Он заставил ее разжать стиснутый кулак и, поднеся руку к своему лицу, прижался губами к внутренней стороне запястья.

— Все хорошо, правда? Все прекрасно. — Она не ответила, и он продолжил игру, покрывая поцелуями, щекоча языком, легонько покусывая ее маленькую, но сильную ручку с длинными тонкими пальцами. Потом он поднял голову. Ее карие глаза, устремленные на него, были полны печали, недоверия и нежности. Джесс улыбкой попытался заставить ее улыбнуться.

— Ладно, — сказала она наконец.

Но ему не удалось изменить ее мнение или заставить ее забыть. Она приняла решение, вот и все. В настоящий момент (по крайней мере на эту ночь) решение было в его пользу.

— И все-таки я считаю, что ты должен носить цветное, — шутливо заметила Кэйди, отняв у него руку и вытягиваясь рядом с ним на постели. — Можешь не сомневаться, ты и в цветном всех напугаешь до полусмерти, если именно это тебя беспокоит.

Но не так сильно, как ему бы хотелось. Свой гардероб Джесс продумал во всех деталях (он вообще придавал костюму огромное значение, гораздо большее, чем она могла себе представить).

— Ты так думаешь?

Джесс сел, достал соломенную шляпку, нахлобучил ее на затылок, банты заколыхались, и наставил на Кэйди руку с воображаемым револьвером.

— Запомни, ублюдок: одно неверное движение — и ты покойник.
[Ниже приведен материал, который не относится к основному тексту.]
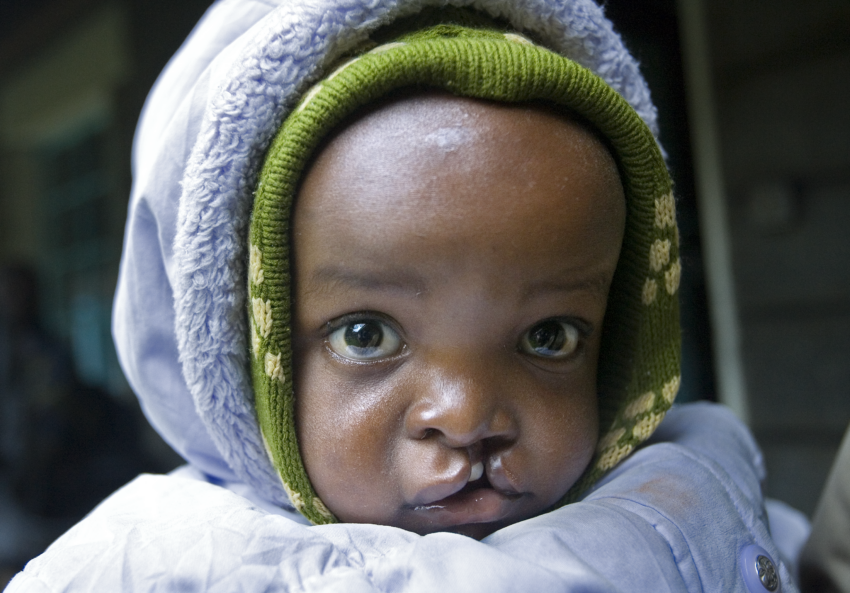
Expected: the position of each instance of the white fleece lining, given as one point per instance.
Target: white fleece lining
(285, 54)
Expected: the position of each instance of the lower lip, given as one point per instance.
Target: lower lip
(484, 505)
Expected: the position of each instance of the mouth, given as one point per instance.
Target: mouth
(477, 502)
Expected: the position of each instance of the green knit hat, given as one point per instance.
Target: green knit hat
(638, 373)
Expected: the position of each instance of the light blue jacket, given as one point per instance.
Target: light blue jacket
(683, 513)
(680, 514)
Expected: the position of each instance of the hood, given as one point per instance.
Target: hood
(179, 318)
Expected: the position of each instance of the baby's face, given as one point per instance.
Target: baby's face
(452, 262)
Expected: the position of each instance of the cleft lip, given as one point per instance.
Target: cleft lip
(500, 478)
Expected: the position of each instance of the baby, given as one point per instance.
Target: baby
(459, 258)
(448, 319)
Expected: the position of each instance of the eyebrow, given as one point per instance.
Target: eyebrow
(406, 281)
(597, 284)
(386, 280)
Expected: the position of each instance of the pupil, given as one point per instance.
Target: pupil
(363, 335)
(548, 336)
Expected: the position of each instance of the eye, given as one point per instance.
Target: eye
(365, 339)
(552, 338)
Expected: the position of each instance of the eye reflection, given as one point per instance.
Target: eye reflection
(364, 339)
(552, 338)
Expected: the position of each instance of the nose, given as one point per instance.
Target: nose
(462, 401)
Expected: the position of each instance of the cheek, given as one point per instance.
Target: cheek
(345, 434)
(562, 440)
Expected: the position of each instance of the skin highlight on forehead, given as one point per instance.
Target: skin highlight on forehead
(452, 259)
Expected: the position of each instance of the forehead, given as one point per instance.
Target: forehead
(432, 155)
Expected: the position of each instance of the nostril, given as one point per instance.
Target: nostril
(496, 444)
(476, 471)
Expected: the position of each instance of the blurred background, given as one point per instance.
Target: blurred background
(753, 98)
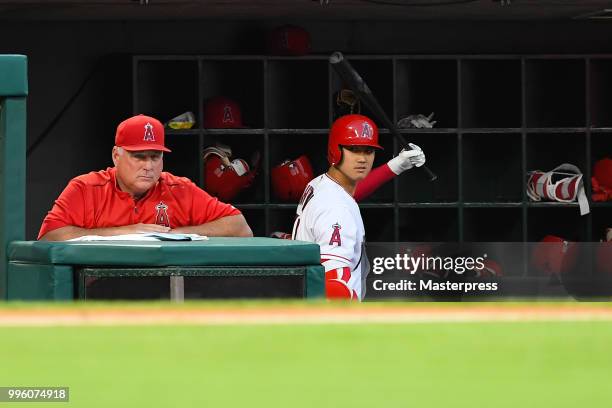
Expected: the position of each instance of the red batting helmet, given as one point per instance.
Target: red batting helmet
(289, 179)
(602, 171)
(289, 40)
(222, 113)
(223, 178)
(350, 130)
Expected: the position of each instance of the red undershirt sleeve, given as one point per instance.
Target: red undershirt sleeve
(69, 209)
(373, 181)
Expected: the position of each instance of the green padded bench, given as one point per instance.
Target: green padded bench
(215, 268)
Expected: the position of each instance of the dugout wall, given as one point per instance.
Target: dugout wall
(13, 92)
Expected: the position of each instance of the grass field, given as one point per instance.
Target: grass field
(542, 362)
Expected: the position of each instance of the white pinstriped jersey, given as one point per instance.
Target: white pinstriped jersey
(329, 216)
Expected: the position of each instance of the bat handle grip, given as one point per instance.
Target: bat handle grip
(432, 176)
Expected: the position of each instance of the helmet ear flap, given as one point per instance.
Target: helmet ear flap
(351, 130)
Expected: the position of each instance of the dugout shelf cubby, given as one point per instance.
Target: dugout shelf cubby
(498, 117)
(40, 270)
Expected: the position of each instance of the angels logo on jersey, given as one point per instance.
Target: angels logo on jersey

Кэйди согнулась пополам от беспомощного смеха, привалившись к его плечу. Вот теперь она вернулась к нему, его девочка, его прежняя Кэйди — веселая и ничем не стесненная. Джесс обнял ее, и они начали целоваться.

— Как твоя голова? — спросила она, поглаживая его по волосам, но старательно избегая шрама. — Должно быть, болит. Ты здорово треснулся.

Ну разве он мог упустить случай изобразить из себя героя!

— Нет, мне не больно. Просто странное ощущение, все эти стежки…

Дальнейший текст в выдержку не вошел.